E então que aquele Coco, com rima e estrutura jacksonianas
assinado por Túlio e Jessier Quirino, conta que “as mangueiras tão de luto e as
mangas de sentimento. Derrubaram um pé de manga pra fazer um apartamento”.
Sanfona, zabumba, triângulo em ritmo cadenciado e arranjo inspirado derrama
toda sua vibrante nordestinice sobre um tema tão caro a quem tem o verde
impresso na retina. E Túlio Borges, explorando uma musicalidade exposta
voluptuosamente que nem seios e bundas em desfile de carnaval, remexe guardados,
influências e amizades num disco radicalmente poético e autoral. O cara é de
Brasília, cidade que deve muito a quem veio do Nordeste. Talvez por isso deixe baixar
o que de Nordestino há nele nesse doce álbum. E que faz matutar que se outra
vida ele viveu, foi sertanejo da mais fina cepa e vigor. Vira piauiense lindamente
em “Canção do Piauí Unido”, quando assume, em parceria com Climério Ferreira,
esse nascido lá mesmo, a geografia de ser de um estado muitas vezes apunhalado
por burros e brutos preconceitos e, vez em quando, ameaçado de ter seu
território dividido: “Então você quer dividir meu estado, cê quer partir meu
coração(...)/quer dividir meu estado, quer fatiar meu orgulho. É um direito que
tenho de ter orgulho de nascer piauiense”.
Veja Túlio Borges cantando "Bailarina":
https://www.youtube.com/watch?v=m5q1HXbGRg4&feature=youtu.be
E aí o ouvinte ouve e vê e que não é preciso ser nordestino
pra sentir que declarações de amor
são simplesmente declarações de amor e que elas são tocantes
quando feitas, simples assim, de coração aberto, de verbo solto. Não falemos de
regionalismos, porque a região em nós onde mora a sensibilidade e beleza não vê
fronteiras nem linhas que dividem estados, países, planetas. E se a gente se
ajeita matreiro num imaginário terreiro à luz da lua pra dançar, com quem nosso
deseje quiser, o forró açoitado de “Forrodá” com seu espírito lúdico e
nostálgico (desce, Gonzaga!), se entrega também à singeleza e pegada poética de
“São João”, que mesmo sem a aparelhagem acústica nordestina, traz lampejos do
Nordeste que nos forma e fortalece. Com melodia acalanto, Túlio canta com sua
voz frágil, dessas que pedem pra ser adotada, “Faço dupla com o luar pra cantar
essa canção/catavento na pinguela vai soprando a estação/Minha prece ilumina o
baralho da solidão”. Assim como se rende também à candente “Nanquim”, de uma cristalina
melodia, polida por uma pungente sanfona, na qual o piauiense aconselha: “Vai
cantador ser canto e voz amiga/Ser nanquim nos lençóis dessa nação”.
Ouça São João:
E apois a voz que nos leva ao sertão das almas e que brada
contra a morte de mangueiras, jaqueiras e coloca o preconceito contra a parede
faz de Batente de Pau de Casarão dessas coisas boas de ouvir e se apaixonar.

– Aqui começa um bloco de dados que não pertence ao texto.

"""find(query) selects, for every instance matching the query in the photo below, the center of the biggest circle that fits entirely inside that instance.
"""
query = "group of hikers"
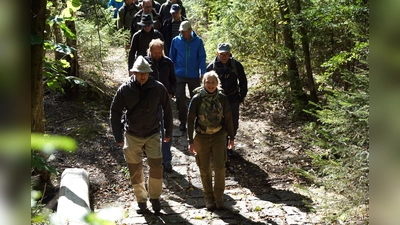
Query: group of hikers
(160, 65)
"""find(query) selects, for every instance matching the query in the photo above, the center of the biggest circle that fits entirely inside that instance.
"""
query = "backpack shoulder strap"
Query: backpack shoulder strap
(233, 65)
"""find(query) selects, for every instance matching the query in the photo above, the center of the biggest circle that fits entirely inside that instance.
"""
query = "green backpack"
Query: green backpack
(210, 113)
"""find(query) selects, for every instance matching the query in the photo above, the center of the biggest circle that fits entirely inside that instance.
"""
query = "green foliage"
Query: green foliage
(342, 128)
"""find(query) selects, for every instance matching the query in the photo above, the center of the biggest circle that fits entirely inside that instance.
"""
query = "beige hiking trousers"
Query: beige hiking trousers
(133, 153)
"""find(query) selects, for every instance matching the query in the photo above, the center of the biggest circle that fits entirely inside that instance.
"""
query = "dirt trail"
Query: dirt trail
(259, 190)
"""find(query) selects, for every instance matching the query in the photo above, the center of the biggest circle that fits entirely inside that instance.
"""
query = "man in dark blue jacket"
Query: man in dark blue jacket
(189, 57)
(163, 71)
(170, 28)
(142, 96)
(233, 81)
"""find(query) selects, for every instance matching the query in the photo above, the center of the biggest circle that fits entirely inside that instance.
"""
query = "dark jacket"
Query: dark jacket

Porque vem lá do Nordeste e do Norte, nas parcerias de Túlio e em outros tantos
compositores, essa ainda pouca conhecida MPB, essa Música Plural Brasileira que
se mistura e se investe de leveza, sinceridade e dessa poesia e melodia rococós
que atingem em cheio nosso coração como flecha sorrateira, como quindim que
anestesia a língua. Essa música que não busca modismos e que é ponta de lança
de um Brasil singular, que acende e reata parte de nosso poderoso DNA. Túlio é
nessa sua obra, assim como já havia ensaiado no belo Eu Venho Vagando no Ar
(2010), como uma festa de São João de fogueira alta, colorida de balões que fazem
mágica na imensidão do céu noturno, rica de significados e que me deixou assim,
de coração mole, nessa resenha que beira (ou será que se afunda?) a sofreguidão
e o romantismo. E se somos assim, com essa alma lusa que também, como o
Nordeste, nunca sai de nós, que nos deixemos ficar sob o batente desse casarão
construído por esse talentoso musico de Brasília.